What I am saying is that there is no separation between a religious and a secular education. It is not as if some things are secular and some things are religious. But all things find their truth only in the light of God’s Word.
This is why we form Christian schools. We form Christian schools because we desire to have a school where the teacher believes the same thing as the parent and will, therefore, inculcate or breathe into all of her teaching an atmosphere of reverence for God and teach the children that the end of all knowledge, no matter the subject, is to bow before God who is glorious and gracious in Jesus Christ.
is to bow before God who is glorious and gracious
in Jesus Christ.
We do this because Jehovah, whom we love and whom we desire to communicate to our children, is our covenant God. God’s covenant undergirds all of the Scriptures and it undergirds everything that Moses is saying to Israel. Moses, in the book of Deuteronomy, is not gently giving a list of do’s and don’ts so that he could create a sect on earth in Palestine. Moses is not to be seen as the leader of a cult, giving the approved list to a bunch of lemmings. He is speaking the words of the covenant, of God’s gracious fellowship in Jesus Christ His Son, and of how God’s people will live in fellowship with God. Now, granted, in the Old Testament it is going to be done under the pictures and shadows of the law, and it is fulfilled today in Jesus Christ. But what God was saying to them was, “I have redeemed you. I have set my love upon you. I have given you promises in Jesus Christ to remove the burden of your sin. I promise to draw near to you and to show you My own glorious self.” Now, as the friends of the living God, because of this covenant, teach your children all these things. That is why we do it.

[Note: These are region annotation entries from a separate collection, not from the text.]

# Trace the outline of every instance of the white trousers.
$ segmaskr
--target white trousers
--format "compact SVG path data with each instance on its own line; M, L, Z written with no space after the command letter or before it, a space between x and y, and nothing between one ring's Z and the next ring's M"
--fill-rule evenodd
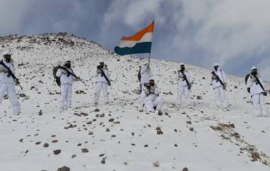
M16 94L15 85L11 83L0 83L0 104L3 102L4 96L7 94L11 104L13 112L16 114L20 111L21 104L18 103Z
M157 96L153 101L152 101L148 99L146 97L144 99L144 104L148 111L154 111L154 107L156 107L156 110L161 111L163 106L163 99L160 96Z
M258 116L266 116L266 110L265 109L264 96L262 93L252 96L254 113Z
M98 103L100 92L102 90L103 98L105 103L109 102L108 84L98 82L96 82L96 92L94 94L94 103Z
M223 87L218 87L214 89L215 95L215 101L217 106L222 105L222 107L227 107L227 94L226 90Z
M70 84L61 84L61 100L59 102L60 108L70 107L72 98L72 85Z
M190 91L188 89L188 86L180 86L178 87L177 91L177 102L180 104L182 98L185 95L187 104L190 104Z

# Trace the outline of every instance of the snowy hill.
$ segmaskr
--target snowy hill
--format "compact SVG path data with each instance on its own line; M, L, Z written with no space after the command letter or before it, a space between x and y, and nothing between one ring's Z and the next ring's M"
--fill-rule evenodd
M0 37L0 50L7 48L23 87L17 87L23 114L13 115L8 99L0 106L1 171L270 170L270 120L254 115L242 77L229 75L230 111L216 111L210 70L188 65L194 106L185 109L176 105L179 64L153 60L167 113L158 116L139 111L136 75L145 59L65 33ZM52 70L67 60L87 86L75 82L72 109L60 113ZM97 109L93 79L100 61L112 86L111 102ZM269 102L267 96L269 115Z

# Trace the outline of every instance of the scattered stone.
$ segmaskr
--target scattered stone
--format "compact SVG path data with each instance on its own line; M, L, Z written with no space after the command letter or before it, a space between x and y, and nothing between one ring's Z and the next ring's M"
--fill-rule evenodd
M88 153L89 150L87 148L82 148L82 153Z
M234 123L231 123L229 125L230 127L232 128L235 128L235 126Z
M70 171L70 169L66 166L63 166L62 167L59 167L57 171Z
M156 161L153 164L153 167L159 167L159 162L158 161Z
M53 150L53 154L55 155L58 155L60 153L61 153L61 150Z
M100 117L100 118L103 118L104 116L105 116L105 115L104 115L104 114L102 114L100 115L99 117Z
M183 169L183 171L188 171L188 169L187 167L185 167Z
M261 160L259 154L257 152L252 152L252 162L258 161L258 160Z
M25 94L23 94L23 93L21 93L21 94L18 94L18 96L19 97L26 97L27 96Z
M41 116L43 114L43 112L42 112L42 110L40 109L39 111L38 111L38 115L39 116Z
M101 161L101 163L105 164L105 160L102 159L102 160Z
M49 146L49 144L48 143L45 143L44 145L43 145L43 147L44 148L48 148Z
M81 115L81 116L88 116L88 114L86 114L86 113L84 113L84 112L81 112L81 113L80 113L80 115Z

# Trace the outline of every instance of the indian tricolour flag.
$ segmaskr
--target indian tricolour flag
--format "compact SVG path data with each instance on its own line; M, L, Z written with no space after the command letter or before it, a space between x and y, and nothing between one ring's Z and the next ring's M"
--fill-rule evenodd
M154 21L129 37L121 38L119 44L114 48L114 52L120 55L133 53L150 53Z

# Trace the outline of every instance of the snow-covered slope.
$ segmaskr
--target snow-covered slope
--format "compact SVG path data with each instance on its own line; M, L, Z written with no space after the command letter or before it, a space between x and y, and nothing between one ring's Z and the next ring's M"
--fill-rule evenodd
M23 87L17 87L23 114L11 114L7 99L0 106L1 171L51 171L64 165L72 171L270 170L270 120L253 114L244 78L229 76L230 111L216 111L210 70L188 65L194 106L185 109L176 103L179 64L153 60L167 113L158 116L139 111L136 75L146 60L119 56L65 33L0 37L0 50L6 49ZM72 109L60 113L52 70L67 60L87 86L75 82ZM100 61L108 65L112 86L111 102L97 109L93 79ZM269 113L269 102L267 96Z

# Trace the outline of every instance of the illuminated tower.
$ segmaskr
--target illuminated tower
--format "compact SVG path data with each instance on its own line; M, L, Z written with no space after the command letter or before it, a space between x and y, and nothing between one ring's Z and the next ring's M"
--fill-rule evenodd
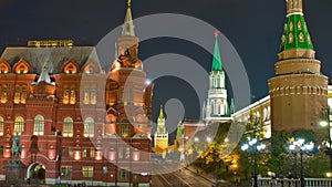
M269 80L272 131L315 129L326 106L328 77L304 21L302 0L287 0L287 21L281 38L276 76Z
M168 132L166 131L166 120L163 112L163 106L160 106L160 112L157 122L157 129L155 133L155 152L166 154L168 148Z
M229 108L227 104L227 90L225 84L225 72L222 69L220 50L218 44L219 32L215 33L215 51L212 67L209 79L209 91L207 102L204 104L203 118L209 124L214 122L228 121Z

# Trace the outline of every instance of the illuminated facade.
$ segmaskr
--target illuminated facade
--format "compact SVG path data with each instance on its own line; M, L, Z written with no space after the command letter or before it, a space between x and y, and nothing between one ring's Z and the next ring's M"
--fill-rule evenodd
M207 124L230 121L230 110L227 102L225 72L222 69L218 32L215 33L215 51L211 71L209 75L208 98L203 106L203 120Z
M58 43L58 44L56 44ZM0 173L14 133L31 184L94 186L151 181L153 85L137 58L131 6L111 71L94 46L31 41L0 60Z
M166 120L163 112L163 106L160 106L160 112L157 121L157 129L154 135L155 139L155 153L162 153L163 157L166 156L166 150L168 149L168 132L166 131Z
M272 132L315 131L328 104L328 77L315 59L302 0L287 1L283 30L276 75L269 80Z

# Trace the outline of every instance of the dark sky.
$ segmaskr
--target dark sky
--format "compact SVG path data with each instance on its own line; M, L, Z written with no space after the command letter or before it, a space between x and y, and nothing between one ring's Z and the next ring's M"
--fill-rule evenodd
M332 1L303 1L317 59L322 61L322 72L332 75ZM274 74L273 64L286 19L284 0L133 0L132 9L134 18L152 13L181 13L216 27L242 59L251 94L256 96L253 101L268 94L267 80ZM95 45L123 23L125 10L125 0L0 0L0 50L8 45L25 45L30 39L73 39L75 45ZM206 70L210 69L210 54L189 42L154 39L139 45L143 61L165 52L190 56ZM154 106L176 97L175 93L180 100L190 97L184 101L185 105L197 102L190 86L180 84L178 80L159 79L155 83L156 93L163 94L155 94ZM186 117L196 118L198 114L196 110L186 113Z

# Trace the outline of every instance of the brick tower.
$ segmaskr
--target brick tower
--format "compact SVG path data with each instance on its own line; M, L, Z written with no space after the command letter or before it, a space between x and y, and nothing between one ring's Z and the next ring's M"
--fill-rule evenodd
M272 132L315 129L326 106L328 77L304 21L302 0L287 0L287 21L281 38L276 75L269 80Z

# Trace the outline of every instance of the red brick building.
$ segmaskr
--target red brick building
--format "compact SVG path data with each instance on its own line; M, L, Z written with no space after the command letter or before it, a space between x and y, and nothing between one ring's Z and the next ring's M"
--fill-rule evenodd
M102 70L94 46L71 41L30 41L28 48L4 50L2 176L18 133L31 183L149 184L153 85L137 58L131 6L124 24L110 72Z

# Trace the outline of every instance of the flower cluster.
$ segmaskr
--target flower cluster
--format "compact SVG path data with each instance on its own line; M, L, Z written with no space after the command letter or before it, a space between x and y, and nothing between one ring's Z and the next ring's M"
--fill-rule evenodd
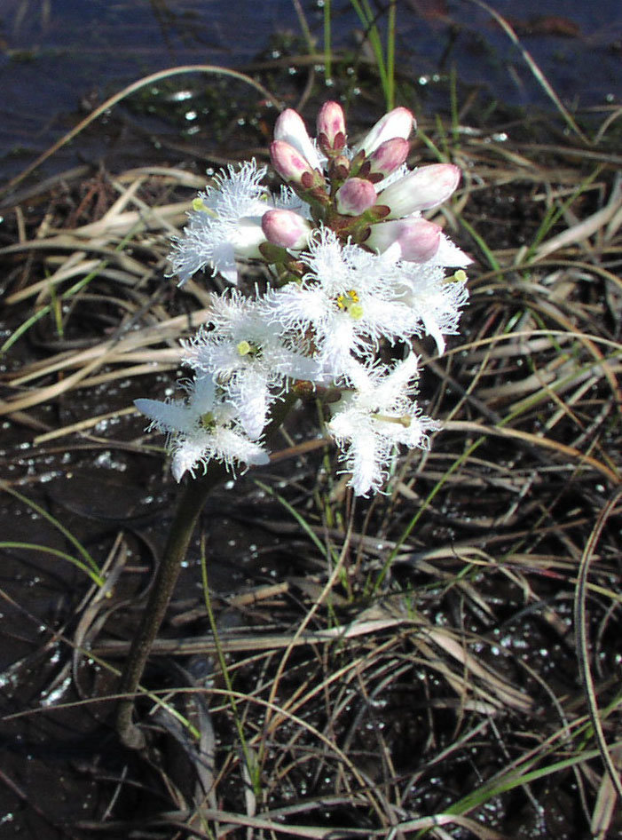
M338 103L320 109L315 140L287 109L270 147L286 185L278 195L264 186L267 168L250 161L195 199L170 257L180 284L208 269L235 287L248 259L270 281L252 295L211 296L209 321L183 345L194 371L185 400L136 402L168 433L177 480L211 459L267 463L264 431L288 392L331 394L327 429L357 495L382 487L398 444L427 445L437 425L414 401L412 344L429 335L443 352L470 259L421 216L449 198L460 170L408 170L413 124L395 108L349 147ZM447 277L448 266L459 270Z

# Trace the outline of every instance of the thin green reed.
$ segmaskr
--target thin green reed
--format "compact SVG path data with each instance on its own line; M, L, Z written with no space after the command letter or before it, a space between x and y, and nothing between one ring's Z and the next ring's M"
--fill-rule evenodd
M397 0L390 0L387 16L387 40L382 44L382 37L378 28L379 15L374 15L369 0L350 0L357 13L365 34L369 41L374 57L378 67L380 83L384 94L387 110L395 106L395 36L397 20ZM324 66L327 83L332 83L332 2L324 3Z

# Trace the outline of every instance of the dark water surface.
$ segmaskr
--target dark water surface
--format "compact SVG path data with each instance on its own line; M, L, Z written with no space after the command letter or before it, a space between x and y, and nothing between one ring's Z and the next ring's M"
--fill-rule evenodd
M492 5L567 106L620 102L619 0ZM302 9L321 50L321 0L303 0ZM384 6L378 9L383 24ZM335 49L356 55L358 18L348 0L335 0L333 11ZM518 49L473 0L398 0L397 21L398 70L421 87L455 67L461 81L483 86L484 99L550 107ZM301 32L292 0L3 0L0 178L20 171L90 107L146 74L187 63L243 69L258 57L278 58L273 38L285 35L298 39L293 52L303 55Z

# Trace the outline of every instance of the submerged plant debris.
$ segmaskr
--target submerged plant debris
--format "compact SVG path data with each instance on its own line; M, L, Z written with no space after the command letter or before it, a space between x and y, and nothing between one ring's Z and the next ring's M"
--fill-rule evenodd
M217 288L164 279L204 166L6 202L0 836L618 836L619 130L471 116L418 115L409 158L465 173L431 218L470 305L443 357L417 348L442 431L355 501L306 405L215 492L138 701L146 757L114 692L176 486L132 400Z

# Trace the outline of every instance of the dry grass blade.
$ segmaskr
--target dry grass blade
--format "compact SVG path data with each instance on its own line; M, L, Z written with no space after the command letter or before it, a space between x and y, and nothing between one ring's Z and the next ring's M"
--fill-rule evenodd
M596 701L596 693L594 690L594 678L589 664L589 650L587 645L587 630L586 625L586 593L587 575L589 573L590 562L594 557L596 545L601 538L602 529L607 519L613 516L616 506L619 504L622 498L622 487L618 488L602 508L602 511L596 520L594 530L589 540L586 543L586 548L581 558L581 563L579 569L577 579L577 594L575 598L575 628L577 633L577 656L581 667L583 683L587 694L587 708L589 709L590 719L594 726L594 732L600 749L601 757L604 763L607 773L611 785L615 788L619 801L622 802L622 781L614 761L610 755L607 746L607 741L602 731L598 711L598 703ZM604 795L603 795L604 796Z

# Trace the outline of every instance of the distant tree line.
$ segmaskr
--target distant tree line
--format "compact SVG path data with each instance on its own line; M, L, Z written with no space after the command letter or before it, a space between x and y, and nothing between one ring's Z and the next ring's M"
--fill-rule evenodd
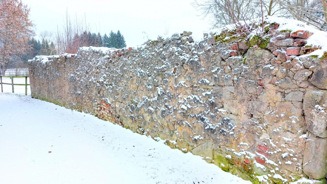
M105 47L121 49L126 47L126 42L124 36L119 30L117 33L111 32L108 35L106 33L101 35L100 33L97 34L90 32L84 31L83 34L76 37L81 37L83 45L85 46ZM76 39L77 38L75 38Z

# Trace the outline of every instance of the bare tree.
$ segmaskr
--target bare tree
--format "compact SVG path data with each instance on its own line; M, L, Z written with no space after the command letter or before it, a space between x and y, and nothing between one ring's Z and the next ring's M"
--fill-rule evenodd
M293 17L322 31L327 30L325 0L275 0Z
M71 20L68 13L66 13L66 17L64 20L62 29L58 28L56 37L58 45L59 54L69 53L76 54L79 47L88 43L87 38L85 38L85 33L89 30L89 25L86 24L86 21L78 19L77 16Z
M20 0L0 0L0 69L4 72L11 56L29 47L27 41L34 33L29 8Z
M285 16L287 13L274 0L195 0L191 4L201 11L202 15L213 18L214 28L235 23L235 20L253 21L266 15Z

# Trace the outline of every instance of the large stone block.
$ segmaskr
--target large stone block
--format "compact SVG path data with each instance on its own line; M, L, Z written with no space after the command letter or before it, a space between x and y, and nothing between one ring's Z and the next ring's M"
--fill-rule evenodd
M318 88L327 89L327 69L316 70L312 75L311 83Z
M247 53L247 64L252 66L267 64L274 57L275 55L269 51L249 49Z
M327 173L327 138L309 137L303 153L303 172L313 179L323 178Z
M287 101L302 101L303 99L303 92L301 91L292 91L285 97L285 100Z
M312 73L312 71L308 69L299 70L296 72L293 78L297 81L306 81Z
M288 77L286 77L281 80L278 85L284 89L299 87L299 86L296 85L296 84L292 81L292 79Z
M307 129L315 135L323 138L327 137L327 117L325 112L326 104L327 91L311 91L304 95L303 109Z
M191 150L191 152L194 155L202 157L207 162L212 163L213 160L213 150L212 143L206 141Z

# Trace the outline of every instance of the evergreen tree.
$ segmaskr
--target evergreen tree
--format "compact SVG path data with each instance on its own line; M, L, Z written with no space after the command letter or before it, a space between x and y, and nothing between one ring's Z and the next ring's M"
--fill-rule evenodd
M117 40L116 35L116 33L113 32L112 30L111 32L109 34L109 45L108 45L108 47L113 47L117 48Z
M89 31L89 33L87 34L87 45L86 46L92 46L92 34L90 31Z
M91 44L90 46L95 47L95 43L96 42L96 34L93 33L91 36Z
M57 50L56 49L56 46L55 45L53 42L51 41L50 45L49 47L49 50L50 51L50 55L56 54L57 53Z
M99 32L98 32L97 35L96 35L96 46L103 46L103 42L102 40L102 36Z
M40 55L49 55L50 54L50 49L49 45L49 42L46 39L42 41L41 45L41 49L40 50Z
M125 41L125 38L121 33L120 31L118 30L117 31L117 47L115 47L117 49L121 49L126 47L126 42Z

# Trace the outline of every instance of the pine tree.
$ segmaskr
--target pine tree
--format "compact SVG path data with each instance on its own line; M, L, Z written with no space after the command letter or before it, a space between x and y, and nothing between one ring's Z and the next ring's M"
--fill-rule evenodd
M125 38L121 33L120 31L118 30L117 31L117 45L116 48L117 49L121 49L126 47L126 42L125 41Z
M117 40L116 38L116 35L115 33L111 32L109 34L109 44L108 47L116 48L117 45Z
M91 44L90 46L96 47L95 43L96 43L96 34L93 33L91 36Z
M96 35L96 46L103 47L103 41L102 40L102 36L99 32L98 33L98 34Z
M106 33L103 35L103 46L106 47L109 47L109 37Z

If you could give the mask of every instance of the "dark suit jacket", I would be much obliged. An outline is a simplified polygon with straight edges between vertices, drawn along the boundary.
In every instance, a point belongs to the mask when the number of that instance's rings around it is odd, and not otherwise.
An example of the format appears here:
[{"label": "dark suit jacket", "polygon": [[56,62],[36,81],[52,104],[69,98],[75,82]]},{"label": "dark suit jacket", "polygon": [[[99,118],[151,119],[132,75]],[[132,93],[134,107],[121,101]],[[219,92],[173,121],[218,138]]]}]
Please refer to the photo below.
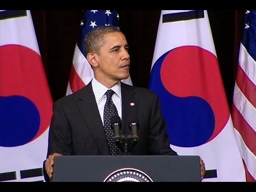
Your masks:
[{"label": "dark suit jacket", "polygon": [[[139,140],[130,155],[177,155],[170,147],[157,95],[146,89],[123,83],[121,92],[121,134],[131,134],[129,127],[131,115],[137,116],[139,121]],[[54,102],[49,139],[47,157],[54,153],[110,155],[91,83]],[[121,150],[119,155],[123,155]]]}]

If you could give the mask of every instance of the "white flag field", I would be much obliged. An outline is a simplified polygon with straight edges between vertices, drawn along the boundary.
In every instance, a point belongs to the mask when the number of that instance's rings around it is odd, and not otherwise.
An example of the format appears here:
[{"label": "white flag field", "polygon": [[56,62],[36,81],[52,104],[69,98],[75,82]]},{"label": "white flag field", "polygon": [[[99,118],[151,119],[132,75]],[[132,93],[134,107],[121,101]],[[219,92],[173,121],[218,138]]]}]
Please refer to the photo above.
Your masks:
[{"label": "white flag field", "polygon": [[52,100],[30,11],[0,11],[0,180],[43,181]]},{"label": "white flag field", "polygon": [[162,11],[149,88],[172,148],[204,161],[203,181],[245,181],[206,10]]}]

But more. We do it out of gratitude. We do it because the one controlling, dominating factor in the child of God is thankfulness, thankfulness to God. Because we love God and wish to thank Him – that is why we teach our children.
Do your children know that about you? Do they see that Dad and Mom walk with God in thankfulness? Do your little boys and girls say, “God is so great and so wonderful because that’s the way He is to my Dad”? Do you show that to them day by day in your house? Do you show that also by beginning now, perhaps for you and your church, to attend Bible study classes? Do you say to your child, “We’re going to go out of the house tonight to be with our fellow saints so that we can learn more and more of God and His Word. We want to be there.” Do you show that in every way of your life, that God is great and that you are thankful to Him?
That is what it means to bring up your children in the way of the Lord.
We do this because all of these things are in our hearts. “These words,” said Moses, “shall be in your heart.” They are not in our hearts right now as they should be. But they are there, by a wonder of God’s grace. And those words are life to us. They are the treasure of our hearts. They are our joy and our comfort. We rejoice in them.
Therefore, out of love for God in our hearts, we want to teach our children the way in which they are to go. That is the covenant. That is the truth. Out of a heart of a parent given to know the truth, we want to teach our children everything in order that they might know God and praise Him forever.
Is that true for you? God be with you in this coming year, that as a parent you might grow in love and knowledge of God, and that there might be in your heart as a parent the holy desire to teach this to your children.
Let us pray.
Father, we thank Thee for Thy Word. We pray that it might be fruitful in our lives. Bless us in the schooling of our children in the coming year. We pray, through Jesus’ Name, Amen.